Une sortie médiatique qui n’a pas laissé indifférents les milieux religieux, notamment ceux du kimbanguisme. Dans un échange accordé à la rédaction de Congoprofond.net, ce jeudi 16 avril, l’ambassadeur itinérant Dr Lohanga Konga Jospin, auprès du représentant légal de l’Église kimbanguiste, Sa Divinité Papa Simon Kimbangu Kiangani, est monté au créneau pour apporter des éclaircissements qu’il qualifie de « nécessaires et urgents ».

Une controverse née d’une déclaration ecclésiastique

Tout part d’une prise de position publique d’un archevêque catholique congolais, ancien président de la CENCO, qui conteste le caractère sacré de Nkamba, berceau du kimbanguisme fondé par Simon Kimbangu.

Cette déclaration, rapidement devenue virale sur les réseaux sociaux et dans les débats populaires, a suscité incompréhension et réactions, notamment au sein des fidèles kimbanguistes.

Saisissant « la balle au bond », selon ses propres termes, Dr Lohanga Konga Jospin a livré une réponse méthodique, s’appuyant à la fois sur les fondements doctrinaux du kimbanguisme, l’histoire spirituelle de Nkamba et la reconnaissance progressive de cette ville comme centre religieux majeur.

Avec une rhétorique maîtrisée, il rappelle que Nkamba n’est pas une construction symbolique récente, mais une réalité spirituelle enracinée dans la mission prophétique de Simon Kimbangu.

« La sainteté de Nkamba ne procède pas d’une validation humaine, mais d’une manifestation divine vécue et reconnue par des générations de croyants », soutient-il en substance.

Nkamba : un centre spirituel vivant

L’ambassadeur itinérant insiste sur le fait que Nkamba représente un lieu de pèlerinage international, un espace de communion spirituelle et un point de convergence de la foi africaine.

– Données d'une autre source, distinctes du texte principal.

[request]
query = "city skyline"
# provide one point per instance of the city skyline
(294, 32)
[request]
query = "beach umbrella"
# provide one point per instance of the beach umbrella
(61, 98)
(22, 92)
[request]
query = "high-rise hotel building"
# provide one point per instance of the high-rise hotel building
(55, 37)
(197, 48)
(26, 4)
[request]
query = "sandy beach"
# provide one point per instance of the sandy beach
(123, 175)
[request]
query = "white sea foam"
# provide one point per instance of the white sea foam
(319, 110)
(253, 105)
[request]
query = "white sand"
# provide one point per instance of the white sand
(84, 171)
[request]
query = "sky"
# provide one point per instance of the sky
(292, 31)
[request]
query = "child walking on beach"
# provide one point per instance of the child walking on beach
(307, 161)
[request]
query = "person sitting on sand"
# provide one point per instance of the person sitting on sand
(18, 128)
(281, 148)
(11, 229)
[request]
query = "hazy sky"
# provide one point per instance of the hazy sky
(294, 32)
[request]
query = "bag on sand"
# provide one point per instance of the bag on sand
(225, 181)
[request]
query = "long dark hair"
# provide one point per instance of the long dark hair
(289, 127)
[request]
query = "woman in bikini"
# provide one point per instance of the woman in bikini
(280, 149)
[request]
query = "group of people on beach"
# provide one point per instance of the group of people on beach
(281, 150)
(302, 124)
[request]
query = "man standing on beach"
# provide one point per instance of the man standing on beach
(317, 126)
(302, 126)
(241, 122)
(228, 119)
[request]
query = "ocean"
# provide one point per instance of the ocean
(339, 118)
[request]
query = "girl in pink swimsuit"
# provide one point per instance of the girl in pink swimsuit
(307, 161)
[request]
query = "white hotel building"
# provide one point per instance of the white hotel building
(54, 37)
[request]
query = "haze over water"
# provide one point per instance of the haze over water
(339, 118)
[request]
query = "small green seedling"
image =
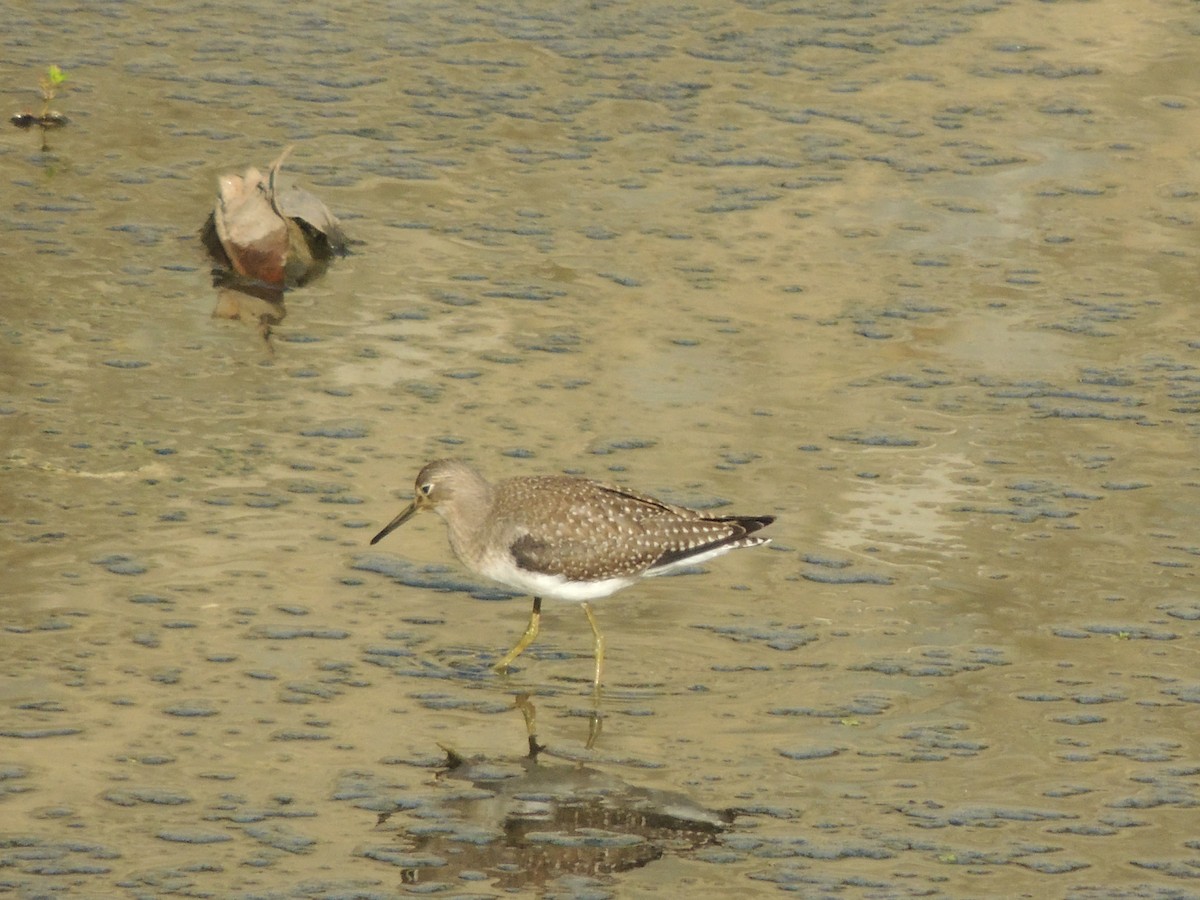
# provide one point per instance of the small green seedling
(51, 84)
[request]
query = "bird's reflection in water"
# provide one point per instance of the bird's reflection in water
(527, 821)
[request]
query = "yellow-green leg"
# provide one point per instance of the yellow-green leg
(599, 643)
(595, 721)
(526, 639)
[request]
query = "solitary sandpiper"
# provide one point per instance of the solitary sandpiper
(568, 538)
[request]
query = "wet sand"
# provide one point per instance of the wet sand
(917, 282)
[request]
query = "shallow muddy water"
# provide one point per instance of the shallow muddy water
(918, 281)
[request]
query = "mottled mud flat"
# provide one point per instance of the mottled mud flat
(919, 285)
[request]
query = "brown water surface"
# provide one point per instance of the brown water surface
(916, 280)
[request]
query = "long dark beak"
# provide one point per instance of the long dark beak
(406, 514)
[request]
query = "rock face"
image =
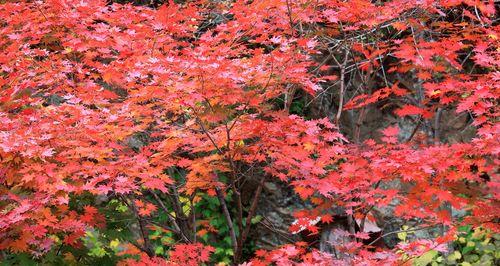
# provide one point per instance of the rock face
(276, 207)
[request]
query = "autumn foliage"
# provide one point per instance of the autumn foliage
(156, 108)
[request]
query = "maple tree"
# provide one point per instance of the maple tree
(157, 109)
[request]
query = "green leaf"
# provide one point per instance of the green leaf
(426, 258)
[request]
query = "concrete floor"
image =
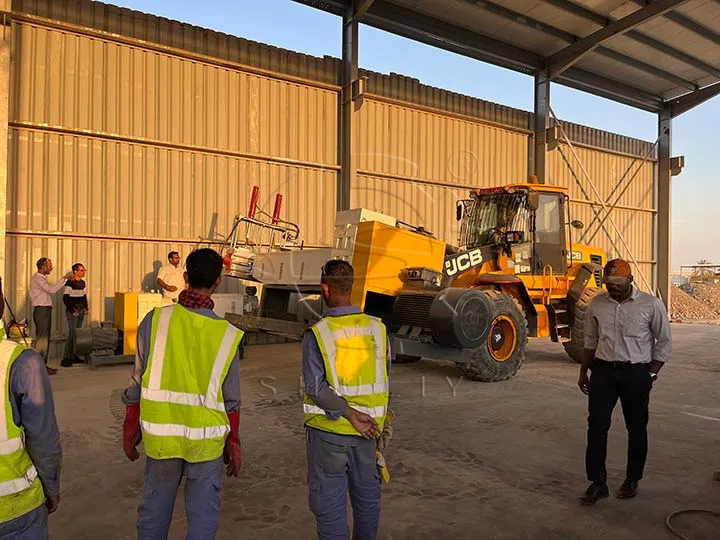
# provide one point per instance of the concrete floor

Selon lui, contester Nkamba revient non seulement à ignorer une réalité religieuse vécue, mais aussi à minimiser l’apport du kimbanguisme dans l’émancipation spirituelle et identitaire africaine.

Dans son intervention, Dr Lohanga Konga Jospin dénonce également ce qu’il considère comme une lecture partielle des faits religieux et une confusion entre reconnaissance institutionnelle et réalité spirituelle.

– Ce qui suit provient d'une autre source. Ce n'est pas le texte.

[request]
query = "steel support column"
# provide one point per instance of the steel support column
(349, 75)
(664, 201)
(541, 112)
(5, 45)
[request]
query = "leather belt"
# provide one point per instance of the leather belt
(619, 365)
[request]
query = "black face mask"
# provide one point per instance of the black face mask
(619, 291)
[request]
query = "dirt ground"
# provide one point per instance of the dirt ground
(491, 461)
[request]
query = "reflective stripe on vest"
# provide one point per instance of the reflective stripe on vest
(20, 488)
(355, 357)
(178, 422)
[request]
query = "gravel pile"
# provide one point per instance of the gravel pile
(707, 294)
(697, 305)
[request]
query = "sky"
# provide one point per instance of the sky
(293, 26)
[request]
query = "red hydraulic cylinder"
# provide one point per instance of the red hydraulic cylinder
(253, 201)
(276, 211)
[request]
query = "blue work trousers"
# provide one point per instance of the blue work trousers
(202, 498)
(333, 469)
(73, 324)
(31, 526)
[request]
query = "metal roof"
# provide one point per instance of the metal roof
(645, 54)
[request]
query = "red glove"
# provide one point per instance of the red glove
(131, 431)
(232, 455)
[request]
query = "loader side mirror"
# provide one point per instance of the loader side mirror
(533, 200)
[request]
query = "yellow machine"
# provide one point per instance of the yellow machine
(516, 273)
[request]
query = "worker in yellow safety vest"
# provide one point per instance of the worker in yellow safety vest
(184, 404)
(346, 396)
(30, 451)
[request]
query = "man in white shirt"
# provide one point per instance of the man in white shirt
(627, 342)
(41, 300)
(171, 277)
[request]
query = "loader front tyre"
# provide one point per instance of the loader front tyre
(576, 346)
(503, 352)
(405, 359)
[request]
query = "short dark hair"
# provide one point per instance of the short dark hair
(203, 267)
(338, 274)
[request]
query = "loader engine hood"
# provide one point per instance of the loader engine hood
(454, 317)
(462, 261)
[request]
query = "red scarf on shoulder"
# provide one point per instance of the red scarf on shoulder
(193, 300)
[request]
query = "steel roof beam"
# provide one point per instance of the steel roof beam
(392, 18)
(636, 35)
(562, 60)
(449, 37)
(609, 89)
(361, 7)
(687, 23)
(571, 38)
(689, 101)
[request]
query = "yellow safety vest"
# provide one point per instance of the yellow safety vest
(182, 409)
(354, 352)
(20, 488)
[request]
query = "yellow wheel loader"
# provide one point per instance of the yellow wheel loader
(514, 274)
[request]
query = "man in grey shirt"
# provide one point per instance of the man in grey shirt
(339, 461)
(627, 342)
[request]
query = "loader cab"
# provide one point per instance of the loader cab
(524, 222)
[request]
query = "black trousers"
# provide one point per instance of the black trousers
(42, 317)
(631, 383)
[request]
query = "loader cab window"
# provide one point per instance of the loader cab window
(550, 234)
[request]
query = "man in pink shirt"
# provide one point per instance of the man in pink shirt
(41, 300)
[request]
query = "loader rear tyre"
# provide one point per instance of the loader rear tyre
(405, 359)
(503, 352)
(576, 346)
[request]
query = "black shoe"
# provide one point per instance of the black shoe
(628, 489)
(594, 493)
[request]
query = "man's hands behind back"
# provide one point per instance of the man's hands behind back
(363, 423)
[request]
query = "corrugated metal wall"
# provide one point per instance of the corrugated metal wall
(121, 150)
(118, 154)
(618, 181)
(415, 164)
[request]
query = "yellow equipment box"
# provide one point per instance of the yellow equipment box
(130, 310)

Il appelle ainsi à une approche plus rigoureuse et respectueuse des différentes confessions religieuses présentes en RDC.

Une défense du pluralisme religieux

Au-delà de la polémique, cette prise de parole s’inscrit dans une logique plus large : celle de la défense du pluralisme religieux et du respect mutuel entre Églises.

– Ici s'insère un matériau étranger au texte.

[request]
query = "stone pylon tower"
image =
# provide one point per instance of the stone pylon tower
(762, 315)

Pour Dr Lohanga Konga Jospin, il est essentiel que chaque confession soit reconnue dans sa spécificité et que les débats théologiques ne deviennent pas des instruments de division.

En intervenant avec précision et fermeté, l’ambassadeur itinérant s’impose comme une voix structurée dans ce débat sensible. Sa démarche vise à réaffirmer une conviction profonde : Nkamba, pour les fidèles kimbanguistes, est et demeure une ville sainte par essence, indépendamment des controverses.

Dans un contexte où foi, identité et reconnaissance institutionnelle s’entremêlent, cette polémique révèle surtout l’importance d’un dialogue interreligieux apaisé et fondé sur la connaissance mutuelle.